Three and a half ways with Lamba and VPC.

A few tricks for mitigating cold starts in VPC.

Published in

DevicePilot

4 min readApr 29, 2018

These days we’re a serverless company. But we weren’t always. And like many migrants from the stability of EC2 and Containers to the new world that is Lambda, we fared the rocky seas of needing to access resources in a VPC.

One of the first things any developer investigating Lambda will discover is that there are such things are colds starts; an extra latency when you’ve caught AWS off guard and they needed to spin-up another instance of your function. If your function lives in a VPC, however, these cold starts can be positively arctic (think five to ten seconds).

But you’ve decided to go serverless, and you’ve learnt enough from Netscape not to just burn everything to the ground and start again- and so you need a way to mitigate the damage until you’ve kicked the VPC habit.

Approach One: Put Up.

It might seem a bit flippant, but under a lot of typical load patterns a cold start is very much the exception, not the rule. And sure, if you’re Amazon then 100ms might well cost you 1%, but for a lot of web applications your average user is going to forgive the odd action that seems sluggish.

For a lot of our VPC hosted functions we found we could just hide any exceptional loading times in the UI. As long as something is happening on the screen (from a spinning wheel, to a ‘I’m working on it’ button), the application still felt reactive enough for our users.

Approach Two: Make a Proxy Bet.

Cold starts are a numbers game. You lose if the number of ‘warm’ lambda instances swimming in your VPC pool is less than the instantaneous concurrency required. To improve your chances of winning, you need to maintain a healthy population.

AWS kills off lambda instances for a few reasons. The most common reason is because they haven’t been used for a while (anecdotally this is around 45 minutes, however the real number is kept in a safe in AWS headquarters that only Jeff has the code to). Therefore the more you can keep active at any one time, the faster life will be.

The problem is, the more lambdas you have that need access to a VPC, the more concurrency you have to reserve.

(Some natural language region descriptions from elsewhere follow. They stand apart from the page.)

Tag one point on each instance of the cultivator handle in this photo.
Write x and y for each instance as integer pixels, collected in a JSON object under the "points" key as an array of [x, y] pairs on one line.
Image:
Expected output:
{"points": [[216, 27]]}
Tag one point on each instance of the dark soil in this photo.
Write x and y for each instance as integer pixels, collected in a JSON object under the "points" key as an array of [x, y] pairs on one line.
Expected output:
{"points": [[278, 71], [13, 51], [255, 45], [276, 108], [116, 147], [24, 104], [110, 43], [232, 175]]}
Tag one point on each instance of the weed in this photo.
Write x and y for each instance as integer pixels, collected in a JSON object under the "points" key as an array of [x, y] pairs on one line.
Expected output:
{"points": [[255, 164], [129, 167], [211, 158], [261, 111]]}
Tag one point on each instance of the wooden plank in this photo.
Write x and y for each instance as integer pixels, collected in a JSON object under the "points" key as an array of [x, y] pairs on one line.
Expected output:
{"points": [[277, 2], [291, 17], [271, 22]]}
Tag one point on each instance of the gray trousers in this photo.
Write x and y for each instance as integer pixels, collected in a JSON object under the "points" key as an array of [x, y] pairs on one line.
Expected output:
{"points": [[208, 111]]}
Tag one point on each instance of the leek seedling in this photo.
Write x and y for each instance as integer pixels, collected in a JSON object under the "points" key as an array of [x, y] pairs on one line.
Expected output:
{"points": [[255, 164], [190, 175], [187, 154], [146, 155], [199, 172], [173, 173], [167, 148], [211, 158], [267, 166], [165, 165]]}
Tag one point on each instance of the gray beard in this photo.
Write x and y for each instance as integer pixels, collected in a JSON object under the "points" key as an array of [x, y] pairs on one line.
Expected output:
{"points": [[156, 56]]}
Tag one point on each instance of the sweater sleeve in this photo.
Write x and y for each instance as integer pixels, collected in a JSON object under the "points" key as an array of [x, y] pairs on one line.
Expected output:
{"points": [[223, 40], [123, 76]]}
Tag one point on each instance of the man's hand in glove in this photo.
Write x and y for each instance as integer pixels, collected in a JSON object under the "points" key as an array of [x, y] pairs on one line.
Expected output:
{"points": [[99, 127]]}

You might want to make sure 100 people can log-in at any one time, but keeping 100 lambdas warm just in case will be hard.

You can improve you chances by routing all your VPC resource requests through a single “proxy” lambda. Now instead of needing there to be enough VPC-hosted lambdas per function, you “only” need enough of the proxy for the whole of your application.

Although we found it more effort than it was worth, it also gives you an advantage if you’re so inclined to use the ‘ping’ trick (where every minute or so you send a concurrent set of quick short-circuited invocations in an attempt to beg AWS not to kill your instances). However, it doesn’t matter what you do, every good lambda goes to heaven eventually.

Approach Three: Get Asynchronous

Once you’ve hidden everything you can in the UI, and played your chances with a proxy; you might also consider just how synchronous you need to be about things. Much like a cat in a box, a cold-start latency only really exists if you’re watching. If you’re processing a Kinesis stream, or responding to an SNS call, then, frankly, who cares if every once in a while you take a few seconds rather than milliseconds.

For many updating operations, it can be enough to have your lambda call into the proxy with the ‘Event’ invocation type. This invokes the lambda asynchronously; allowing you to return the expected outcome, without hanging around to make sure you’re right. Of course, this won’t always be suitable, but you’d be surprised how often it is!

Unapproach Four: Open Up

If you can’t go over it, you’ll have to go through it. The fact is, nothing in AWS needs to be in a VPC. It’s just amazingly good practice for a lot of their ‘instance-based’ offerings. If you want to, you can make your ElastiCache instance available to the world wide web; taking it, and your lambda, out the VPC all together.

We never did this. Typically I live by the maxim that AWS can afford people much better at my job than me, and therefore I shouldn’t assume that I can somehow defend my resources better than they can without a considerable effort. But if you think you can do it safely, then I guess that’s a solution.

While I would always recommend iterating to path where you no longer need a VPC gated service in your life; with a few tricks it is more than possible to make it through a migration period without feeling too much pain.